Philip Trauner's profile picture

Published by

published
updated

Category: Web, HTML, Tech

Python Quirks: Implicit Return

In Python, functions always have to return something.
>>> def foo():
...     pass
...
>>> print(foo())
None

To ensure that this is the case, instructions that are equivalent to a return None statement are appended to the inner-most code block by the bytecode compiler if no return statement is present.

>>> from dis import dis
>>> dis(foo)
  2           0 LOAD_CONST               0 (None)
              2 RETURN_VALUE

Enforcing this requirement on an individual function level instead of inside the evaluation main loop necessitates that all functions follow this protocol. Let's explore what happens when they don't.

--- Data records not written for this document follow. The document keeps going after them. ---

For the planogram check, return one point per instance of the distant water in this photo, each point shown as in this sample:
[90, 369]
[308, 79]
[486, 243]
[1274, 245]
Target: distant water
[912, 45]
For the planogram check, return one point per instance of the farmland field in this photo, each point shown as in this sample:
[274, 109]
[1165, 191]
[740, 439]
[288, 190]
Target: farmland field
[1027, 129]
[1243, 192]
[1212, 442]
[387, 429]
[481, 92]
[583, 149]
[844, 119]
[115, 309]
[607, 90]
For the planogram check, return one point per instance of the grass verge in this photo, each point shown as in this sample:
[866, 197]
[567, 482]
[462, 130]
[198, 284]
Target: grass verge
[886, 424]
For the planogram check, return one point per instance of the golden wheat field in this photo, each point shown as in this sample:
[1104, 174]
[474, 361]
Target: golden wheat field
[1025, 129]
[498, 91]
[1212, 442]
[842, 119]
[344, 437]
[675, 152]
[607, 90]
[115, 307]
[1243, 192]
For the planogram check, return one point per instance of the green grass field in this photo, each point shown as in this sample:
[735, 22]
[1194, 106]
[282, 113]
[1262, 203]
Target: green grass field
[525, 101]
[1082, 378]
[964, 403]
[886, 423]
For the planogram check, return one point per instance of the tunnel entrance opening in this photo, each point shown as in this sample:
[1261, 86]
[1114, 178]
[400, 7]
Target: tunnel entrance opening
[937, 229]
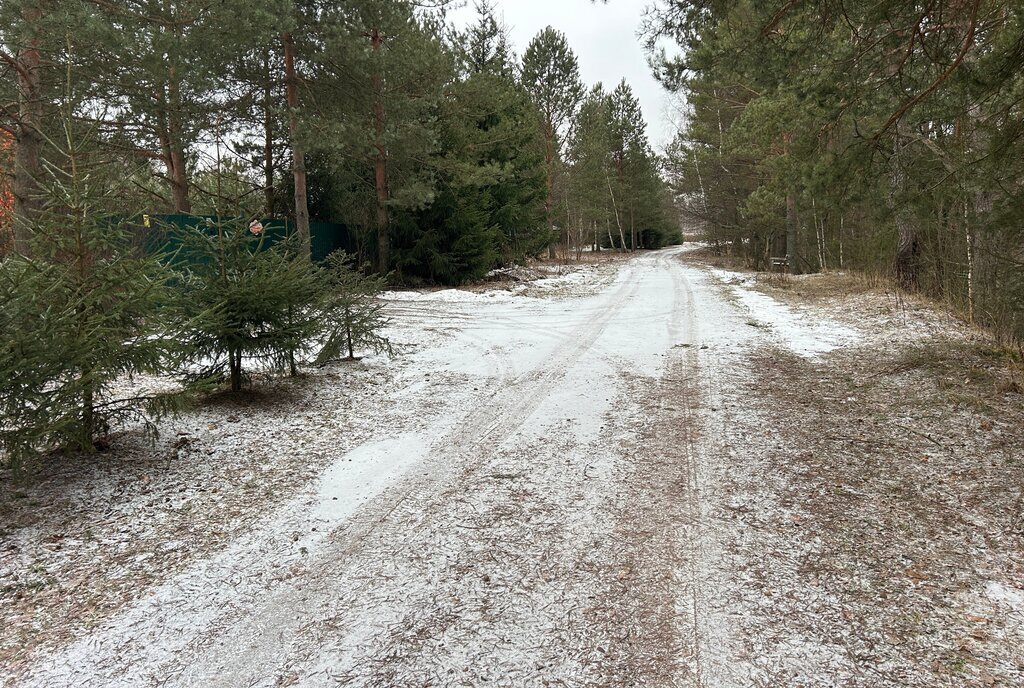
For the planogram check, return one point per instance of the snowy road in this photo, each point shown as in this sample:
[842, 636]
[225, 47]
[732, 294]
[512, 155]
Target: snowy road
[549, 502]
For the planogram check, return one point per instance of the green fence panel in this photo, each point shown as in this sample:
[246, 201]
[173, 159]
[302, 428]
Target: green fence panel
[156, 233]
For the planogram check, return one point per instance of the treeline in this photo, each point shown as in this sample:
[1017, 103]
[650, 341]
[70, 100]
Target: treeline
[883, 136]
[441, 151]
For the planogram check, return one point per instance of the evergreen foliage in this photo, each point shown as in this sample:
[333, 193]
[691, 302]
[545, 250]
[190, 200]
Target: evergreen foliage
[82, 311]
[351, 315]
[878, 136]
[243, 300]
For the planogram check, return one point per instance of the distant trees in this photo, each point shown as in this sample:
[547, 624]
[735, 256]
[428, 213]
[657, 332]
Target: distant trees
[883, 136]
[442, 152]
[551, 76]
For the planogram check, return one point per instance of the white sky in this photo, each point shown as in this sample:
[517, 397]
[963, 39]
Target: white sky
[604, 38]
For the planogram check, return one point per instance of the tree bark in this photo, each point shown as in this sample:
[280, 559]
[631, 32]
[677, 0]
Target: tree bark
[28, 155]
[907, 261]
[267, 137]
[298, 157]
[792, 226]
[380, 163]
[176, 154]
[549, 202]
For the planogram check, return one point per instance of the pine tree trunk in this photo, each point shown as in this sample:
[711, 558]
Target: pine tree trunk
[380, 163]
[235, 357]
[88, 418]
[907, 261]
[792, 226]
[267, 136]
[549, 202]
[178, 173]
[619, 221]
[298, 157]
[28, 166]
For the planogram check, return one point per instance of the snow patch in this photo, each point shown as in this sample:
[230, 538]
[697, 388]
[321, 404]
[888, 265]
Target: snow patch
[806, 334]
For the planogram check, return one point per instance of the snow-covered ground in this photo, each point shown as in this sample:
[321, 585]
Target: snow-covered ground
[561, 482]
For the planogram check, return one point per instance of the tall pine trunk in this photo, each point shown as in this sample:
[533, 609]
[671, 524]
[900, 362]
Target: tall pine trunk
[28, 165]
[298, 157]
[175, 146]
[907, 260]
[549, 201]
[267, 136]
[380, 162]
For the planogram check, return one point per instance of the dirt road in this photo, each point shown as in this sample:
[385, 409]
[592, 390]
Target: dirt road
[557, 491]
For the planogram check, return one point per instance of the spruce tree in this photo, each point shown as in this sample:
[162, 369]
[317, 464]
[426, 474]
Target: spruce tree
[82, 310]
[551, 75]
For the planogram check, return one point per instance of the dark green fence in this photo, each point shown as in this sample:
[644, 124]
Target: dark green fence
[157, 232]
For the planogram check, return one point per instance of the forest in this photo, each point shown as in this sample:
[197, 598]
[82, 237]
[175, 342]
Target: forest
[164, 164]
[443, 154]
[876, 136]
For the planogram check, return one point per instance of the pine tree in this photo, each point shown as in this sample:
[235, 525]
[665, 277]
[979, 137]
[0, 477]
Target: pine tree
[83, 312]
[551, 75]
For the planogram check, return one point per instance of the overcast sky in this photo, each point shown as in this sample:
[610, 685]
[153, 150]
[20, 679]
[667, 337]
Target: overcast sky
[604, 38]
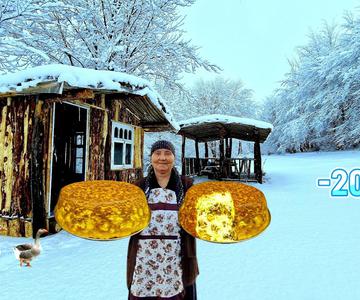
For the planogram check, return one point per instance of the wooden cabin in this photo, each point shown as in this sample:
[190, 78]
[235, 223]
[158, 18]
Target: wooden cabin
[224, 128]
[61, 124]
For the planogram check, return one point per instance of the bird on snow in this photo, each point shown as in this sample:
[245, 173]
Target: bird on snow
[26, 252]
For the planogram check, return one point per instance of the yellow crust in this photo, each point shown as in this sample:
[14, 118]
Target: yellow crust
[102, 209]
[224, 212]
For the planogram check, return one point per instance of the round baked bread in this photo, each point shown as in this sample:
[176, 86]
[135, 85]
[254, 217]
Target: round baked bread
[224, 212]
[102, 209]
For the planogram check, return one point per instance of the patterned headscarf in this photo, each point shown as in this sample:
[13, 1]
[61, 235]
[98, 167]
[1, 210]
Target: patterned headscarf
[151, 179]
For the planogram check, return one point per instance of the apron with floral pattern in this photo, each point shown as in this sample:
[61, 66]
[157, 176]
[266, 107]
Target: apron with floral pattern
[158, 270]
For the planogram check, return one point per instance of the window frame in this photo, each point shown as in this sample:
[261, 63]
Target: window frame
[121, 127]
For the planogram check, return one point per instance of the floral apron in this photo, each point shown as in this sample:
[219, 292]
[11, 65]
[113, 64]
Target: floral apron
[158, 270]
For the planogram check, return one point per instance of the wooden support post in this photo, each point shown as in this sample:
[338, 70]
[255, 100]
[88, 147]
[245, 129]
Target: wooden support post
[206, 150]
[183, 165]
[257, 160]
[222, 157]
[36, 171]
[197, 160]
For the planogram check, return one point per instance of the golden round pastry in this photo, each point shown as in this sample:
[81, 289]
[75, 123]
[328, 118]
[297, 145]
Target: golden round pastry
[102, 209]
[224, 212]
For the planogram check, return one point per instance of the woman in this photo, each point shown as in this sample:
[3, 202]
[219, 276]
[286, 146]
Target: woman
[161, 261]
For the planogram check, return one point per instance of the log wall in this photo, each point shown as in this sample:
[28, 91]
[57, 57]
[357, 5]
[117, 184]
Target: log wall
[25, 152]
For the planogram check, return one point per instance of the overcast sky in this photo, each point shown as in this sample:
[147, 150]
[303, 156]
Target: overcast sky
[252, 39]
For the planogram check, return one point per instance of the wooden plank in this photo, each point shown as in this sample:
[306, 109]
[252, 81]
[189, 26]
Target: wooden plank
[7, 159]
[257, 161]
[36, 170]
[183, 163]
[4, 110]
[197, 161]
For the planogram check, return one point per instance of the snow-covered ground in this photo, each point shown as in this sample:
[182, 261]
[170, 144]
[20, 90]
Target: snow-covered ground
[311, 250]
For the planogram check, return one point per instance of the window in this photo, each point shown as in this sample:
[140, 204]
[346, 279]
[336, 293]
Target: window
[122, 146]
[79, 153]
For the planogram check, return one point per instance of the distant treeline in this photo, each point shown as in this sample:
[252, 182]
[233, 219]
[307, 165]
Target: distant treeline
[317, 106]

Incomprehensive overview of Python bytecode

The bytecode of existing functions can be examined by looking at their __code__.co_code attribute.

>>> foo.__code__.co_code
b'd\x00S\x00'

Each instruction is 2 bytes long (BB) and consists of an opcode and an optional argument value. struct.unpack can be used to decode individual instructions, and a human readable representation can be obtained through dis.opmap (re-export of the undocumented opcode.opmap), which maps the opcode names to their respective numerical values. Swapping key and value subsequently provides a numerical value to text mapping.

from struct import unpack
from dis import opmap

reverse_opmap = {v: k for k, v in opmap.items()}


def foo():
    pass


foo_code = foo.__code__.co_code
for pos in range(0, len(foo_code), 2):
    inst = unpack("BB", foo_code[pos : pos + 2])
    print(f"{reverse_opmap[inst[0]]}: {inst[1]}")

The bytecode section that instructs the VM to return None is 4 bytes long:

  1. LOAD_CONST(0)

    Loads the constant stored at index 0 of __code__.co_consts (which is None in this case) into memory.

  2. RETURN_VALUE(0)

    Returns the previously loaded constant (argument-less).

Crossing fingers

Stripping out the 4 bytes, replacing the __code__ attribute of the foo function, and executing the resulting function does not crash the VM (surprisingly). Instead, a SystemError is raised and an accompanying error message is printed to stderr.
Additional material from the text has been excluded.